ABSTRACT

Wherever possible in carrying out your pedagogical action research study, it is a good idea to use instruments that are already published, and there are a good many of them that are readily available, such as the Approaches and Study Skills Inventory for Students (ASSIST), the Assessment Experience Questionnaire (AEQ) and the Approaches to Teaching Inventory (ATI), although sometimes it can be laborious to track down the latest version. Others, such as the Reflections on Learning Inventory (RoLI©) and the Reasoning about Current Issues (RCI) Test, require fees. In all cases you need to acknowledge the authors of the instruments that you are using and cite where they are published. However, by their nature, existing measures are not designed for your own

specific pedagogical action research study, so the purpose of this chapter is to describe how you can develop and adapt your own tools to address your specific research issues.
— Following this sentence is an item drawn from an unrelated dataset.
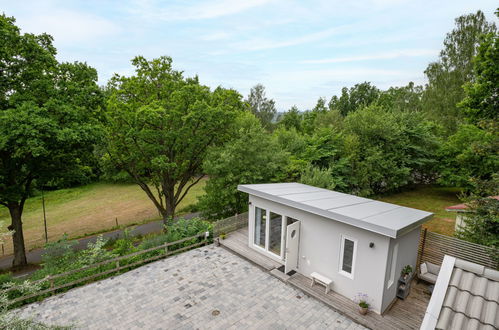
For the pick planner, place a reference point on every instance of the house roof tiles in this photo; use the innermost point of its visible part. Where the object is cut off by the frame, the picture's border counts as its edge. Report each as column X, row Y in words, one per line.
column 471, row 298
The chapter begins with a section in which I describe three of my own questionnaire-based research tools, the Ideal *** Inventory, the Learning Objectives Questionnaire (LOQ) and the Essay Feedback Checklist (EFC), which you are welcome to use and adapt. In the second and third sections I draw on my own experience in carrying

out pedagogical action research to illustrate how you can adapt both quantitative and qualitative instruments that have been published. In the further resources section at the end of this chapter, I give information on how to access some of the better-known and widely used questionnaires for those readers who would prefer to use established instruments.